Information asymmetry in financial markets, often amplified by strategically crafted corporate narratives, undermines the effectiveness of conventional textual analysis. We propose a novel multimodal framework for financial risk assessment that integrates textual sentiment with paralinguistic cues derived from executive vocal tract dynamics in earnings calls. Central to this framework is the Physics-Informed Acoustic Model (PIAM), which applies nonlinear acoustics to robustly extract emotional signatures from raw teleconference sound subject to distortions such as signal clipping. Both acoustic and textual emotional states are projected onto an interpretable three-dimensional Affective State Label (ASL) space-Tension, Stability, and Arousal. Using a dataset of 1,795 earnings calls (approximately 1,800 hours), we construct features capturing dynamic shifts in executive affect between scripted presentation and spontaneous Q&A exchanges. Our key finding reveals a pronounced divergence in predictive capacity: while multimodal features do not forecast directional stock returns, they explain up to 43.8% of the out-of-sample variance in 30-day realized volatility.

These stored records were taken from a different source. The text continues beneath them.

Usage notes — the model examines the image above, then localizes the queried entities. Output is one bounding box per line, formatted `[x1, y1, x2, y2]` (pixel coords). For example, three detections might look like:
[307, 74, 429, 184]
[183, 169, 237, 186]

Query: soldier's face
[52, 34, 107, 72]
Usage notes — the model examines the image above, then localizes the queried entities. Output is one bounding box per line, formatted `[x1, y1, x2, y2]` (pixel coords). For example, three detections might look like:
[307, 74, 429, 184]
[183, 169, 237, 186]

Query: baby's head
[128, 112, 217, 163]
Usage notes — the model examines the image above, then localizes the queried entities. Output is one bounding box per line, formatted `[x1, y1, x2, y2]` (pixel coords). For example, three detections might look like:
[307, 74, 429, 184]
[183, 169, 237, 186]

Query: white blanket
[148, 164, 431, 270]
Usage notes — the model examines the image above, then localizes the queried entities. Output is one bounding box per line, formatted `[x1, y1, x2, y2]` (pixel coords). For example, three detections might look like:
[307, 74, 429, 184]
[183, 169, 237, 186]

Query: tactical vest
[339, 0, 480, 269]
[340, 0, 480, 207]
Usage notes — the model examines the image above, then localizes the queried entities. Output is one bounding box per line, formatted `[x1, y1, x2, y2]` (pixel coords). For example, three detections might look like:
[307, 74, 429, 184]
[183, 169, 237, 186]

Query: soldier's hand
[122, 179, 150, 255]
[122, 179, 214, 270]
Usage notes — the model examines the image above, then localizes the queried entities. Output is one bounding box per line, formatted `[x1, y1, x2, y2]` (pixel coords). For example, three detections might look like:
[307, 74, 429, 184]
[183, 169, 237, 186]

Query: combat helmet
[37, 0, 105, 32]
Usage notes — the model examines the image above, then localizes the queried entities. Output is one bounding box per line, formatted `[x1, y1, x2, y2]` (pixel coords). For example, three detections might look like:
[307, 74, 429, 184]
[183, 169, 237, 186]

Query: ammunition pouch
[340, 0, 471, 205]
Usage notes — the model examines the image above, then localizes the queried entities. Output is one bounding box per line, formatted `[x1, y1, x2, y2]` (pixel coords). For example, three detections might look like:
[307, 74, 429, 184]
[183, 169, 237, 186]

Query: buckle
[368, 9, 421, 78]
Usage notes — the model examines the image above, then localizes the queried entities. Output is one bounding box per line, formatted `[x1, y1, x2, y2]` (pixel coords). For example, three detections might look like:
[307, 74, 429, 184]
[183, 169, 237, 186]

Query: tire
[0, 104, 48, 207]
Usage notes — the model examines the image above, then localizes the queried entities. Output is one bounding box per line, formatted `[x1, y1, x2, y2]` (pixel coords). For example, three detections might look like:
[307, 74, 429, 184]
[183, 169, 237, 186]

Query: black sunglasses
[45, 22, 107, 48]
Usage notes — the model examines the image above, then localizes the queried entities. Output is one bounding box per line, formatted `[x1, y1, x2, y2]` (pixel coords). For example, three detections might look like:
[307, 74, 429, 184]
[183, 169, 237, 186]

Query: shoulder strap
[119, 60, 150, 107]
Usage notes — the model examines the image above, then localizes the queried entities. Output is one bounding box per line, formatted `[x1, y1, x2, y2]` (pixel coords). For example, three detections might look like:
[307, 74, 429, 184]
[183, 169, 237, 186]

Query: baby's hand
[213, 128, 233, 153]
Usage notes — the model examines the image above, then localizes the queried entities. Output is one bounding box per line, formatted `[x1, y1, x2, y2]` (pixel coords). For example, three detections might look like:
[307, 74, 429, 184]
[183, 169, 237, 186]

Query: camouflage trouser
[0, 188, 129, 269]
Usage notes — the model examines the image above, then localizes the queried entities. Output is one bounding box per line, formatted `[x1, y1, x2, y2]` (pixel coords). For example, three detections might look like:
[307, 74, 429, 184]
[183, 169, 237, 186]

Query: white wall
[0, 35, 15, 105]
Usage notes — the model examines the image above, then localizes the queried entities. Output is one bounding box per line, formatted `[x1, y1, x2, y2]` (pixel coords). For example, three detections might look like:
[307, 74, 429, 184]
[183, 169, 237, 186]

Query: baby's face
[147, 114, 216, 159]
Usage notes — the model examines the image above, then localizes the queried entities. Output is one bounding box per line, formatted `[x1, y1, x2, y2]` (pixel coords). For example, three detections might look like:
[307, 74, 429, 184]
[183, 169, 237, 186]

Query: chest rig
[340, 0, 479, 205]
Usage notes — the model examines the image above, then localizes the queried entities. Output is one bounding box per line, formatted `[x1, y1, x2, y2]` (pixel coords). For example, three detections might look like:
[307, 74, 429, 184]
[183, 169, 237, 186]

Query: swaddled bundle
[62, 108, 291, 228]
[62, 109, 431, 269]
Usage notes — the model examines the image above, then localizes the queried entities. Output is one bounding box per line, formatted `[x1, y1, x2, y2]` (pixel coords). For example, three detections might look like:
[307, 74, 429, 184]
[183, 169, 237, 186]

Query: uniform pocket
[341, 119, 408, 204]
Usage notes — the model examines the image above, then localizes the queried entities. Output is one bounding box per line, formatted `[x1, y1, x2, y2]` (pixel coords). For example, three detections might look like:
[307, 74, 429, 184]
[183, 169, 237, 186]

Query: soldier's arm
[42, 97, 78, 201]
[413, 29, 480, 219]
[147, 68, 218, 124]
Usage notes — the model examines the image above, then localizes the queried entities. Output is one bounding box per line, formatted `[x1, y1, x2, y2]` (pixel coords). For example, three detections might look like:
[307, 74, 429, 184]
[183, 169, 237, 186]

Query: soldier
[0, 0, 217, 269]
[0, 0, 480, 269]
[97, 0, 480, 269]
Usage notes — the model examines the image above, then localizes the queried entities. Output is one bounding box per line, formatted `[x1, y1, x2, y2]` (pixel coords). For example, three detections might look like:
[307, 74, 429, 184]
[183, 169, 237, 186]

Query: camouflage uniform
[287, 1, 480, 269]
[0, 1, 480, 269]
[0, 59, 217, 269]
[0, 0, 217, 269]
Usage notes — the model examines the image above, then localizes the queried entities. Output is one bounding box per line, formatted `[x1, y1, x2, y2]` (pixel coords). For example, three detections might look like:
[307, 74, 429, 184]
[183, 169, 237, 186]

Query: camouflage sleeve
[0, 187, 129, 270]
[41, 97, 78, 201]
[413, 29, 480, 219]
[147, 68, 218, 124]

Importantly, volatility predictions are strongly driven by emotional dynamics during executive transitions from scripted to spontaneous speech, particularly reduced textual stability and heightened acoustic instability from CFOs, and significant arousal variability from CEOs. An ablation study confirms that our multimodal approach substantially outperforms a financials-only baseline, underscoring the complementary contributions of acoustic and textual modalities. By decoding latent markers of uncertainty from verifiable biometric signals, our methodology provides investors and regulators a powerful tool for enhancing market interpretability and identifying hidden corporate uncertainty.